So many progressives were misled about what Obama is and what he believes. But it wasn't Obama who misled them. It was their own desires, their eagerness to see what they wanted to see rather than what reality offered.
I think BHO plays a more subtle game than this right-left, progressive-conservative sport we've been stuck with for so long. Until quite recently, many thought of universal health care coverage as a strictly lefty, progressive thing. Same with opposition to the Iraq war.
The American people, it seems to me, moved away from the right towards a more progressive, more practical "center," and BHO rode this movement as much as led it. Cokie Roberts still thinks pro-choice is "left," even though a substantial majority favors it (and has for some time).
I don't read BHO as "progressive" or "liberal" or "centrtist" or frankly anywhere along the ideological spectrum that we've used as short-hand for so long that we seem to have forgotten what it ever stood for. Well, that plus the fact that an extreme faction arose in our nation which tried to yank the country to the most extreme views through intimidation and deception.

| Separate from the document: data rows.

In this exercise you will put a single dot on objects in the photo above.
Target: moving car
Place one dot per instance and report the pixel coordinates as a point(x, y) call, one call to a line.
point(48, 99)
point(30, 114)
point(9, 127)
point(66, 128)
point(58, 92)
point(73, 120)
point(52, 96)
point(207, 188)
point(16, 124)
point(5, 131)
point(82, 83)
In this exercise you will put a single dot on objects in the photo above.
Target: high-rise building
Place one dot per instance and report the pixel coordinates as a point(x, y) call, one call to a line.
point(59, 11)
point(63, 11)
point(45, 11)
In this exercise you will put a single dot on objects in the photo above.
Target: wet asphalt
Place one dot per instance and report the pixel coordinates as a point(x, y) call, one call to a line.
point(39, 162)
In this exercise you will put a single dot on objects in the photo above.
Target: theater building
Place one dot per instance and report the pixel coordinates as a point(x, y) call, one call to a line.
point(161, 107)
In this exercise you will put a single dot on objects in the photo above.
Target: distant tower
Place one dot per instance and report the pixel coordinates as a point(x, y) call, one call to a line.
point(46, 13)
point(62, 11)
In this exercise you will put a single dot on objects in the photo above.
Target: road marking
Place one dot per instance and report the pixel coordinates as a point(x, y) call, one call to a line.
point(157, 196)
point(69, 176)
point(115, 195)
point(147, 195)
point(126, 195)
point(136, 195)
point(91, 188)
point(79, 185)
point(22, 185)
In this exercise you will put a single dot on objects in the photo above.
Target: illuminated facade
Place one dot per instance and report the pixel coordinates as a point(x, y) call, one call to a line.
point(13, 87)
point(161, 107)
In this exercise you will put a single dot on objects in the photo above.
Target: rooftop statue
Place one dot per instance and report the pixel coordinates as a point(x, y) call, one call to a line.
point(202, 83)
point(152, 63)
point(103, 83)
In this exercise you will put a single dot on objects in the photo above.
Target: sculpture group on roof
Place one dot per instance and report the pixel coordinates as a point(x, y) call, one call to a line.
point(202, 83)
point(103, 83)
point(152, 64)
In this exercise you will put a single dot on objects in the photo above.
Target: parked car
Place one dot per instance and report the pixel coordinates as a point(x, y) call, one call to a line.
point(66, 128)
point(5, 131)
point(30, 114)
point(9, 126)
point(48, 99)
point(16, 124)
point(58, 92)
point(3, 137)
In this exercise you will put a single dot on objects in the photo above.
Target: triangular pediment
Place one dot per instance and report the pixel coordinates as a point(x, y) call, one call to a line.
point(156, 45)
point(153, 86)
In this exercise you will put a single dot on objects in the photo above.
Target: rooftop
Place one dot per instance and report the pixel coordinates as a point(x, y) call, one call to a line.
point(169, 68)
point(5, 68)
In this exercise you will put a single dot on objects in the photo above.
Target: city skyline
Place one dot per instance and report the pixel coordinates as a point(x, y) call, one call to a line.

It's certainly wise to look at BHO's actions so far in the context of his campaign rhetoric: he promised pragmatic solutions, focus on the things we all agree on, de-emphasis of things where we seem unable to agree, a hatred of ignorance, stupidity, and the veneration of things that work. For the life of me, I can't characterize that as left or right, really. (I read it as left since I think of progressives as pragmatics; others, maybe most, disagree.)
I'm looking forward to holding BHO accountable to the nation's wishes, but I'm starting to hear a strain of discontent that he is not 100% lined up with some agenda. Well, no one is. But I still expect to see compelling results, just as we did in the two successful campaigns (and so far, successful transition effort) he's already run.